Author of this proof denotes that $P \sim \mathcal N(\mu_p, \Sigma_p)$ and $Q \sim \mathcal N(\mu_q, \Sigma_q)$ both $k$ dimensional. Basing on this I have two questions (which are more related to linear algebra rather than probability):
$(1)$ Author states, that $(x - \mu_p)^T\Sigma_p^{-1}(x - \mu_p) \in \mathbb R$, but is this true actually? In my opinion it looks like this:
$(x - \mu_p)^T$ has dimension $\mathbb R^{n} \times \mathbb R^{k}$ (number of observations vs dimension)
$\Sigma_p^{-1}$ has dimension $\mathbb R^k \times \mathbb R^k$ (dimension vs dimension)
$(x - \mu_p)$ has dimension $\mathbb R^{k} \times \mathbb R^{n}$ (dimension vs obersvation).

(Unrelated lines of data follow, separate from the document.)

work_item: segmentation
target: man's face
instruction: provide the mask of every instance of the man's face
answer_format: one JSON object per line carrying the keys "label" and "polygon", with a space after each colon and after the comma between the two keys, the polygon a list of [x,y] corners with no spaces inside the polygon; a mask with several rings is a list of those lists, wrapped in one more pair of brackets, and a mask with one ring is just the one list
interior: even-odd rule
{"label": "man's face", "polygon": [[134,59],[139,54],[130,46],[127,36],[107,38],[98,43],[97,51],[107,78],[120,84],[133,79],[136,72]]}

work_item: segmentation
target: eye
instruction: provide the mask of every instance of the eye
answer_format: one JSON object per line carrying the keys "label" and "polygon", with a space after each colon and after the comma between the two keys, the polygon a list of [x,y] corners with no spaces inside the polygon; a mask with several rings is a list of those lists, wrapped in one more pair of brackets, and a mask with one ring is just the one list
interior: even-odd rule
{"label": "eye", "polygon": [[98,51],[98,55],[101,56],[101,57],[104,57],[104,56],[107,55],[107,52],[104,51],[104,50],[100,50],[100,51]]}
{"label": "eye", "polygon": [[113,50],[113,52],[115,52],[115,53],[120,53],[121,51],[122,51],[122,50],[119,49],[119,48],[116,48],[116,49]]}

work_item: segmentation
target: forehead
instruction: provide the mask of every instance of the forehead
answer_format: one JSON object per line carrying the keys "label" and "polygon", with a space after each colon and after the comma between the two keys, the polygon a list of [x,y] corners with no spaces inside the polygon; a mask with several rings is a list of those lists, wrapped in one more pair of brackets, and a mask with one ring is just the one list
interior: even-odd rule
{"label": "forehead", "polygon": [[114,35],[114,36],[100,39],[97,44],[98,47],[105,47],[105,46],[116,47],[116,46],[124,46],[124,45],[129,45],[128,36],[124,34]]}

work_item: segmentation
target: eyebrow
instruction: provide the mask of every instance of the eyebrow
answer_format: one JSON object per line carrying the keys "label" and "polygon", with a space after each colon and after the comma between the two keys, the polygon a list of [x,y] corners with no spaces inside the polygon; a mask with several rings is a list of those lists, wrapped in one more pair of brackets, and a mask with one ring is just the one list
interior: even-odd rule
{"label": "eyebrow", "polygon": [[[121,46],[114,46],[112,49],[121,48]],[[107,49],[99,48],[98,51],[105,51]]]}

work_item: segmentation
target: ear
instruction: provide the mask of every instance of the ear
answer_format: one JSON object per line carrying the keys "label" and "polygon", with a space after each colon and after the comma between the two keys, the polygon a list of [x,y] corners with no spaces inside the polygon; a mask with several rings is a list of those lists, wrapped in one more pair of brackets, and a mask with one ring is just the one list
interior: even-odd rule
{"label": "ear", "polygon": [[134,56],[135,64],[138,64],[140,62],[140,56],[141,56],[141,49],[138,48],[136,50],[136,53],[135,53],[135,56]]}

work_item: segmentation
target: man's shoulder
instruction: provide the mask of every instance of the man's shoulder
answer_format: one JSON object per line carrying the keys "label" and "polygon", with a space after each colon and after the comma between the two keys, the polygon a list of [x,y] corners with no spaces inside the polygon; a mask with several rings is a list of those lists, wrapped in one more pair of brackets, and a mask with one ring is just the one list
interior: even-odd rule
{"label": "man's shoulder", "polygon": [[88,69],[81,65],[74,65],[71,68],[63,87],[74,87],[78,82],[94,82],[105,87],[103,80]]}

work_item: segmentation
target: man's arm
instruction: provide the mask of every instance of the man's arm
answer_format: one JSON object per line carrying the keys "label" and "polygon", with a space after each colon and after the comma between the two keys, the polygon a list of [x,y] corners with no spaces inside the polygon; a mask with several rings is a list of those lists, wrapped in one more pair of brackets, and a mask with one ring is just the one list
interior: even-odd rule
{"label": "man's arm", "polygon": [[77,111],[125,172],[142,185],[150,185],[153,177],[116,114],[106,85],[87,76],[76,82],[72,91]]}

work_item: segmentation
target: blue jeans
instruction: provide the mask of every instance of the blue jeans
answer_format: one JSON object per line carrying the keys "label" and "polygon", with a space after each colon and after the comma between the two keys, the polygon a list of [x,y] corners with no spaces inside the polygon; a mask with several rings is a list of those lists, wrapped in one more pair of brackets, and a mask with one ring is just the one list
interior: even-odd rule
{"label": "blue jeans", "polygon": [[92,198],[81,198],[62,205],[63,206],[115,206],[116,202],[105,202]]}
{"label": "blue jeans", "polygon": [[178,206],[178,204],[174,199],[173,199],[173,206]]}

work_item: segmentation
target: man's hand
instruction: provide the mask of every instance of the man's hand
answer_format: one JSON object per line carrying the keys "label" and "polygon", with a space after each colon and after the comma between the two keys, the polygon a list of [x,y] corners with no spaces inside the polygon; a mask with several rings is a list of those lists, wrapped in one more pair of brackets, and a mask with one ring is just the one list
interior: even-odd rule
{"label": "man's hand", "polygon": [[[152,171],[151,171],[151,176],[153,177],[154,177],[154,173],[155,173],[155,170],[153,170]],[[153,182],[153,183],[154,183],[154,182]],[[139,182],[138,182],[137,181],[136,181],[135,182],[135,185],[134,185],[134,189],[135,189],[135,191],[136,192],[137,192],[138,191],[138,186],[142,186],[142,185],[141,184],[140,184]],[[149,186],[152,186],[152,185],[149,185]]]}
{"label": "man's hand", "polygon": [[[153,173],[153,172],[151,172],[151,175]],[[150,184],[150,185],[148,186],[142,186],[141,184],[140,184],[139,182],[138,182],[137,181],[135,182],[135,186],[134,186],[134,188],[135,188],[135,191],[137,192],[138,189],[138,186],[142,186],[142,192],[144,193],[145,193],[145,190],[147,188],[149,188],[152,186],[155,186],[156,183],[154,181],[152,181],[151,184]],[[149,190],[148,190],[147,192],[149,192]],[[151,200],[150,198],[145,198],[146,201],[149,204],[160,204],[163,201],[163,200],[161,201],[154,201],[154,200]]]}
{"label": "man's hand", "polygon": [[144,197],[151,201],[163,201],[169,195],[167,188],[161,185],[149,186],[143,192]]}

Finally we end up with matrix $n \times n$ which is not exactly $1 \times 1$. What am I missing?
$(2)$ Author says that because $\text tr(ABC) = \text tr(CAB)$ we have that:
$$\text tr((x - \mu_p)^T\Sigma_p^{-1}(x - \mu_p) = \text tr((x - \mu_p)(x - \mu_p)^T\Sigma_p^{-1})$$
However, in my opinion is not that easy. Usually $\text tr(ABC) \neq \text tr(CAB)$, but it is really true, when each of them is symmetric. Indeed, if $A, B, C$ are symmetric then any permutation within the trace is always valid. However, in our example $(x - \mu_p)^T$ of course is not symmetric, because is not a squared matrix. What am I missing in this case?
Could you please explain to me those two facts?